Cyber-attack: now New Zealand health provider targeted

The spate of current high profile cyber-attacks has continued with a public health provider in New Zealand targeted, taking down information systems across five hospitals and forcing staff to cancel some elective surgeries and creating all sorts of other problems.

Waikato District Health Board CEO Kevin Snee said its emergency department was now only taking urgent patients.

He added that administrators were working to resolve the issue, but he gave no timeline for when the system might be restored.

Dr Deborah Powell, the national secretary for two unions representing doctors and other health professionals, said the attack hit every part of the operation, with doctors unable to access clinical records to quickly assess patients.

Powell stressed she didn’t believe patients were at extra risk because staff were using workarounds.

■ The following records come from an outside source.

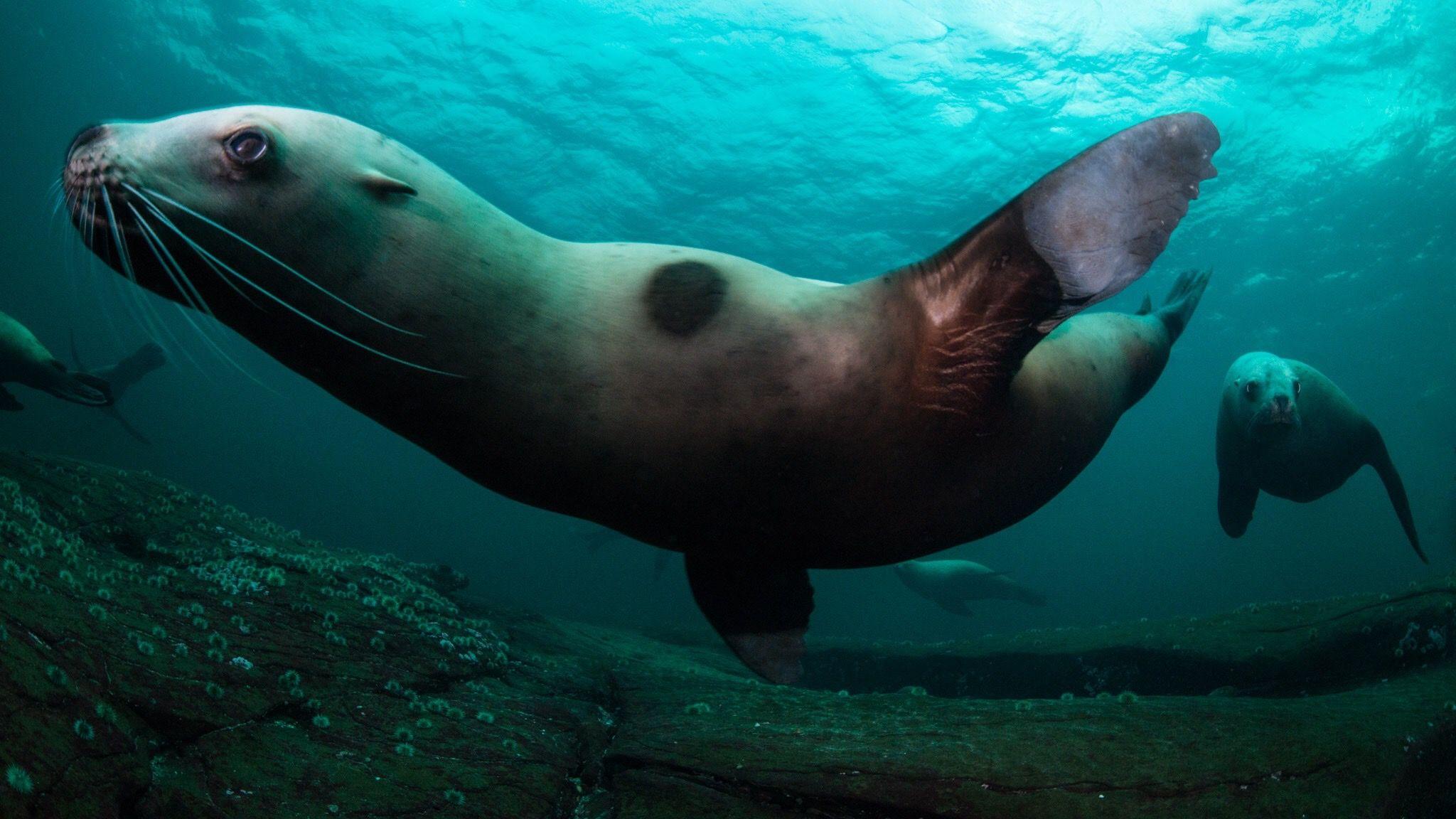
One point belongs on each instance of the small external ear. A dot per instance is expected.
(385, 186)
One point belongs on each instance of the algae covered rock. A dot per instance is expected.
(162, 655)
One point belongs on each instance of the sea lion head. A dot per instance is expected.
(304, 213)
(1263, 394)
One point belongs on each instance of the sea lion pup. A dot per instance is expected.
(123, 376)
(756, 422)
(953, 583)
(25, 360)
(1290, 432)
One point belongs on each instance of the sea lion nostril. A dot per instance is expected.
(85, 137)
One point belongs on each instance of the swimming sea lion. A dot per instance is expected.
(25, 360)
(695, 401)
(1290, 432)
(123, 376)
(953, 583)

She said she was told it was a ransomware attack but she didn’t have all the details.

However, New Zealand’s Ministry of Health described it only as an “attempted cyber incident.”

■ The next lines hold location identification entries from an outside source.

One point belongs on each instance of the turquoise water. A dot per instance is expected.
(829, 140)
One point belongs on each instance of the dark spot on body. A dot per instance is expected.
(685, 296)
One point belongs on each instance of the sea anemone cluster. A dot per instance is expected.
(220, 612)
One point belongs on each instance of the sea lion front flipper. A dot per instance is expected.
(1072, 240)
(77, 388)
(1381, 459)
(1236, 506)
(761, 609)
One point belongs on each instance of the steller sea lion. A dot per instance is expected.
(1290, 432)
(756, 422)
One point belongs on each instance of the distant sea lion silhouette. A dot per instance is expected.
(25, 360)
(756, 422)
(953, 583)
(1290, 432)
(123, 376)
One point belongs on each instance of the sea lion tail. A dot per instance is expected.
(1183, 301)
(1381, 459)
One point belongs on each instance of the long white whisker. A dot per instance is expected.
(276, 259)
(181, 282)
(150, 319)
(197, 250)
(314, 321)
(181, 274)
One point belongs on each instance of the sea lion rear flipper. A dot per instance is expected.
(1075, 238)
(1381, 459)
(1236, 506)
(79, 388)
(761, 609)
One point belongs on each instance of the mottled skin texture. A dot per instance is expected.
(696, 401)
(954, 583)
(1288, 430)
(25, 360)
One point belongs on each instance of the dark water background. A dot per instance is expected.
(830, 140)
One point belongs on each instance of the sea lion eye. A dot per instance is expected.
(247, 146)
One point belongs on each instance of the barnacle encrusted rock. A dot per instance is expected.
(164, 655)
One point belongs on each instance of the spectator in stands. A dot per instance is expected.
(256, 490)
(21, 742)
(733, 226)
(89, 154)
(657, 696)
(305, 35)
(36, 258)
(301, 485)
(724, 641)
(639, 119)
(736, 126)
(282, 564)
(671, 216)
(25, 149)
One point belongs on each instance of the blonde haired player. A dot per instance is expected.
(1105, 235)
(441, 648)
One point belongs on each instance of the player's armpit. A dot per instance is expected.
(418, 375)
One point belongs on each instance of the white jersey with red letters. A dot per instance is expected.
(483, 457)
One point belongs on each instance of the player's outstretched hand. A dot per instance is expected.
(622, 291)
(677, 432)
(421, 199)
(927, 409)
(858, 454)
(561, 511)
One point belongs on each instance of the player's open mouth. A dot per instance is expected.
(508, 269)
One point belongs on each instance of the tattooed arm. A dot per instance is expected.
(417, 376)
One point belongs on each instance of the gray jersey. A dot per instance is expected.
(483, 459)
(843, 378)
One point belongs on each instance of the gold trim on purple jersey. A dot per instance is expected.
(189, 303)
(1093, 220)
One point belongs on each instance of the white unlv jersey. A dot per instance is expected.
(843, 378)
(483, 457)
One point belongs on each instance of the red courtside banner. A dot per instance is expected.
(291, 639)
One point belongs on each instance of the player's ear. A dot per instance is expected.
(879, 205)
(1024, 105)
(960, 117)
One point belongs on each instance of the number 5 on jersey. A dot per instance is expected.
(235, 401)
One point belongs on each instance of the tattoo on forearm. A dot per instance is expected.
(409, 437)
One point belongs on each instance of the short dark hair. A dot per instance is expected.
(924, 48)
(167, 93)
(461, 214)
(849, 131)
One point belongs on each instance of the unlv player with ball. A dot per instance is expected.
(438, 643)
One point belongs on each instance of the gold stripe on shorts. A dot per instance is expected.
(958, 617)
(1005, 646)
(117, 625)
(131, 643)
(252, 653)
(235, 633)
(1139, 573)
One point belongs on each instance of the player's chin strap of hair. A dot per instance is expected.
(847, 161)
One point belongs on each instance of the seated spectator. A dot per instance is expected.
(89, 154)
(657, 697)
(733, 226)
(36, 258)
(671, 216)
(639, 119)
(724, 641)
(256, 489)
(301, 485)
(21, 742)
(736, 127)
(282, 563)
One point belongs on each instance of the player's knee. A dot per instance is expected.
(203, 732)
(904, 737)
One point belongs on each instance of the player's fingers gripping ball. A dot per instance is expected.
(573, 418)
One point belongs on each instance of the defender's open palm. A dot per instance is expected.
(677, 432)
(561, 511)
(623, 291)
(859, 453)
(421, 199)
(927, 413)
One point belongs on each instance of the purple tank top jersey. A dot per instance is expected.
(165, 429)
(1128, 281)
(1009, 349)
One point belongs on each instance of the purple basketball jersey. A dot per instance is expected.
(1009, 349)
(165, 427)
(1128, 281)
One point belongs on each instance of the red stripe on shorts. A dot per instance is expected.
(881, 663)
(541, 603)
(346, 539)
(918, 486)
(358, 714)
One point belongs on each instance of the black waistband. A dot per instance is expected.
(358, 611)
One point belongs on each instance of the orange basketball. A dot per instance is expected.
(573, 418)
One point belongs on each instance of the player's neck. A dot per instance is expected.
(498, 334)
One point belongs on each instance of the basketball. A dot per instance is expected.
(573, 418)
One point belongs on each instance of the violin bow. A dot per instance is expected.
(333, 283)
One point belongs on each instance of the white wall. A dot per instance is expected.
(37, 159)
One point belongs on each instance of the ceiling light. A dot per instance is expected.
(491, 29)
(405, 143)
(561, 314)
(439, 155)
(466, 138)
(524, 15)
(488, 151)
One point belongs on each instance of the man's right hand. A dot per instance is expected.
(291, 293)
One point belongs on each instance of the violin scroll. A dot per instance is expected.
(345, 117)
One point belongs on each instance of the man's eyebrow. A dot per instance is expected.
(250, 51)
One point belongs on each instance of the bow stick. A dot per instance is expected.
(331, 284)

The New Zealand attack follows a ransomware attack on Ireland’s health service last week.

The service shut down all its IT systems on Friday (14 May) to protect them from a “significant” ransomware attack, crippling diagnostic services, disrupting COVID-19 testing and forcing hospitals to cancel many appointments.

An international cyber-crime gang was behind the attack, Ireland’s minister responsible for e-government Ossian Smyth said, describing it as possibly the most significant cyber-crime attempt against the Irish state.

Ireland’s COVID-19 vaccination programme was not directly affected, but the attack was affecting IT systems serving all other local and national health provision, the head of the Health Service Executive (HSE) said.